Страх в его голосе вернул доктора Кеннеди на землю, и он секунду смотрел в побледневшее лицо.

– Это рана мягких тканей, но очень глубокая. И у вас началась токсемия. Послушайте, мой мальчик, это довольно просто. Если бы у меня была сыворотка, я бы дал ее вам, но у меня ее нет вообще. Если бы у меня были сульфамидные препараты, я положил бы их на рану, но у меня их нет. Единственное, что я могу сделать, это ампутировать...

– Вы, должно быть, сошли с ума! – заорал на него Питер Марлоу. – Вы говорите об ампутации руки, когда у меня только рана мягких тканей.

Рука врача стремительно схватила руку Питера Марлоу значительно выше раны. Он пронзительно вскрикнул.

– Вот видите! Это не просто рана мягких тканей. У вас токсемия, и она распространяется по руке и дальше в организм. Если хотите жить, мы должны остановить ее. По крайней мере это спасет вам жизнь!

– Вы не отрежете мне руку!

– Как вам будет угодно. Либо так, либо... – Доктор замолчал и устало сел. – Если хотите умереть, это ваше право. Не могу сказать, что я порицаю вас. Но Бог мой, разве вы не понимаете, что я пытаюсь вам объяснить! Вы умрете, если мы не ампутируем руку.

– Я не дам вам прикоснуться к себе! – прокричал Питер Марлоу с искаженным лицом. Он чувствовал, что убьет врача, если тот снова дотронется до него. – Вы сошли с ума! – закричал он. – Это рана мягких тканей.

– Хорошо. Вы не верите мне. Мы спросим у другого врача.

Кеннеди позвал другого врача, тот подтвердил диагноз, и Питер Марлоу понял, что этот кошмар ему не снится. У него действительно гангрена. О, Бог мой! Страх парализовал его силы. Он слушал, ослепленный ужасом. Они объяснили ему, что гангрена была вызвана бациллами, которые размножались глубоко в его руке, неся смерть, немедленную смерть. Его рука являлась распространителем болезни. Ее надо отрезать. Отрезать по локоть. Отрезать скорее, иначе придется отрезать всю руку. Но ему не нужно волноваться. Это будет не больно. У них полно эфира, не то что в прежние годы.

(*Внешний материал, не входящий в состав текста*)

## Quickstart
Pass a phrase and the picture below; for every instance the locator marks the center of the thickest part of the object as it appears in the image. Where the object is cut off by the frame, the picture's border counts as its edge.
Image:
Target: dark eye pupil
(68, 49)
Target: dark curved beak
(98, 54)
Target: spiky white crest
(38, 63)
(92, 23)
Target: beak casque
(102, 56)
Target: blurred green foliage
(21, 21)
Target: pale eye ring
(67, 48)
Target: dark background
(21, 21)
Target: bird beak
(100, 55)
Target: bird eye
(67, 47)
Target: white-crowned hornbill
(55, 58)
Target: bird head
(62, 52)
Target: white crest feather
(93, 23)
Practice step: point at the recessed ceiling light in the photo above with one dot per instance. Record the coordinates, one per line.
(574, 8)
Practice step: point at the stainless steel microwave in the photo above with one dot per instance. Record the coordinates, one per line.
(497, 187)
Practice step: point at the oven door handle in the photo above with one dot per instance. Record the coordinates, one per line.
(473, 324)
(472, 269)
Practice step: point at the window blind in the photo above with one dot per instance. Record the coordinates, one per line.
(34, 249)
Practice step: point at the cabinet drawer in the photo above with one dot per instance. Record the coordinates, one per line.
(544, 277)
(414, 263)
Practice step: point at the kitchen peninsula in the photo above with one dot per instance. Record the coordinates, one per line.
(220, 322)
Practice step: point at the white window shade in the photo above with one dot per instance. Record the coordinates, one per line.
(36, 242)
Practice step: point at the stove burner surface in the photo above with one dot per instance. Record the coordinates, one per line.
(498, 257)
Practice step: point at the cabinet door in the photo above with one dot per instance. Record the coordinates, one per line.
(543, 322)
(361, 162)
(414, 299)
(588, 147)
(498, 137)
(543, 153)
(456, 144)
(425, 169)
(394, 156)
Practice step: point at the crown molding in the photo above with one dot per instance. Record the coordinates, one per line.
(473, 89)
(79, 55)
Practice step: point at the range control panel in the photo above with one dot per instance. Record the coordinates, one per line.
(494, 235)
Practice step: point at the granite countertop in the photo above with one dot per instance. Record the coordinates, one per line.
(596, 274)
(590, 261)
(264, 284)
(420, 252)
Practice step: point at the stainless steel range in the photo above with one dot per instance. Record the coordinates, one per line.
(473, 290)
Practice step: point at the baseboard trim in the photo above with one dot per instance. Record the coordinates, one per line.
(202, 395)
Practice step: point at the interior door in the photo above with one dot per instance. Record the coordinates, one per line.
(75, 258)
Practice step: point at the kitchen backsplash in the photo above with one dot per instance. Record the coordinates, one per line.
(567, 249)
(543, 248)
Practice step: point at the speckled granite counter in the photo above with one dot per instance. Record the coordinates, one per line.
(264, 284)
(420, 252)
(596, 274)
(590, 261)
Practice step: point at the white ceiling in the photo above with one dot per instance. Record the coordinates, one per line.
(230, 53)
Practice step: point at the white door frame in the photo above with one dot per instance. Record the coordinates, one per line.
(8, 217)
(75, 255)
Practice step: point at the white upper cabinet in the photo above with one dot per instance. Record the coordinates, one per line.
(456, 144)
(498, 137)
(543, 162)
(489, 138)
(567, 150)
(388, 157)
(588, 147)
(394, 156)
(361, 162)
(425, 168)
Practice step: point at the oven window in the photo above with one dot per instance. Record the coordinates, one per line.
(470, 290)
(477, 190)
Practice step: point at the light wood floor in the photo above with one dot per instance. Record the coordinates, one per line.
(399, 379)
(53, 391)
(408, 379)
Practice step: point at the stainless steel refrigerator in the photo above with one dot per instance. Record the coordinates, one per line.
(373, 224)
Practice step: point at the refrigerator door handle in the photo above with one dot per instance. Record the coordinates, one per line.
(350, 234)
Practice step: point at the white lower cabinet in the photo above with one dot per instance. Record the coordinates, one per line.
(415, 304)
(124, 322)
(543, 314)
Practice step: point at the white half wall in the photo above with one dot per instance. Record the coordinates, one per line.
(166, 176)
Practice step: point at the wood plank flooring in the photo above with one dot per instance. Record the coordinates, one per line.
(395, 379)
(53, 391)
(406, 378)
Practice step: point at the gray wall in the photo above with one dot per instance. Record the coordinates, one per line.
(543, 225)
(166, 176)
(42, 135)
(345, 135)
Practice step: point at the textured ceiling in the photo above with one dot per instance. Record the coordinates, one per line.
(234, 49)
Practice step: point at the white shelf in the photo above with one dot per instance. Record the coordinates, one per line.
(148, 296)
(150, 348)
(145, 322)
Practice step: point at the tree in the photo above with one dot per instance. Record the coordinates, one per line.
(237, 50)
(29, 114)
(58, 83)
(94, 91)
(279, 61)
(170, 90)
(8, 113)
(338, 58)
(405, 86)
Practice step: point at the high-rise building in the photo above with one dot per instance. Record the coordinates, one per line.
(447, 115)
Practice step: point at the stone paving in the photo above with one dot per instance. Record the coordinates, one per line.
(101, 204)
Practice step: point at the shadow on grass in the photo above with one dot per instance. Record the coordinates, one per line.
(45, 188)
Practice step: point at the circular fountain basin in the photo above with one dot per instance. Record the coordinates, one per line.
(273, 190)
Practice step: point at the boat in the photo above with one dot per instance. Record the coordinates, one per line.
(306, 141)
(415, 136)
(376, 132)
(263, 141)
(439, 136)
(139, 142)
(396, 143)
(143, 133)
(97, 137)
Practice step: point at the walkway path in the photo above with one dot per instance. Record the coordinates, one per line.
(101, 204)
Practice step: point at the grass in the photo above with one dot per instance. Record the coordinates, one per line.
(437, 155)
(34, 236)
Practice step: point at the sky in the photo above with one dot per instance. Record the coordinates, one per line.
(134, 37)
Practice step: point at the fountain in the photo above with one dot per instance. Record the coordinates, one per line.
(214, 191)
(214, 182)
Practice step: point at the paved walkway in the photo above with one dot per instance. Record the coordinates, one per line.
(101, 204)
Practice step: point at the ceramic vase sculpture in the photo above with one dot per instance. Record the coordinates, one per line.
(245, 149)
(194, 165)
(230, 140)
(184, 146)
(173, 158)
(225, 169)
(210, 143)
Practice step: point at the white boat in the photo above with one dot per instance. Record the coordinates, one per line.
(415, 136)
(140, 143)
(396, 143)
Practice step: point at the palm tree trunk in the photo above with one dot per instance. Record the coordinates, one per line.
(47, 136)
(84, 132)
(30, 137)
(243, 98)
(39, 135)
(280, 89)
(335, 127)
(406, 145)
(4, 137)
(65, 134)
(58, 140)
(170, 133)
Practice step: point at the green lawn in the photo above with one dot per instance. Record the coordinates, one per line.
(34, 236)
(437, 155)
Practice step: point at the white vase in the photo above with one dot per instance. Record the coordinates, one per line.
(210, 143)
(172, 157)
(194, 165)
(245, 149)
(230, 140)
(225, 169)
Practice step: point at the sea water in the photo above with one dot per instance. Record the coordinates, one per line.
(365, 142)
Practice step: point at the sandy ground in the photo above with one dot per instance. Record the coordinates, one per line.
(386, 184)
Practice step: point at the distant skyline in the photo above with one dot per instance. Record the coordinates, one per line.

Потом Питер Марлоу оказался на улице, рука его была все еще с ним, – бациллоноситель в чистой повязке. Он, отрешенный от внешнего мира, спускался по холму. Он сказал им, этим докторам, что ему надо обдумать их предложение... Что обдумать? Что тут было обдумывать? Он очнулся от мыслей перед хижиной американцев и увидел, что Кинг один в хижине, настроен на встречу с Шагатой, если тот придет сегодня ночью.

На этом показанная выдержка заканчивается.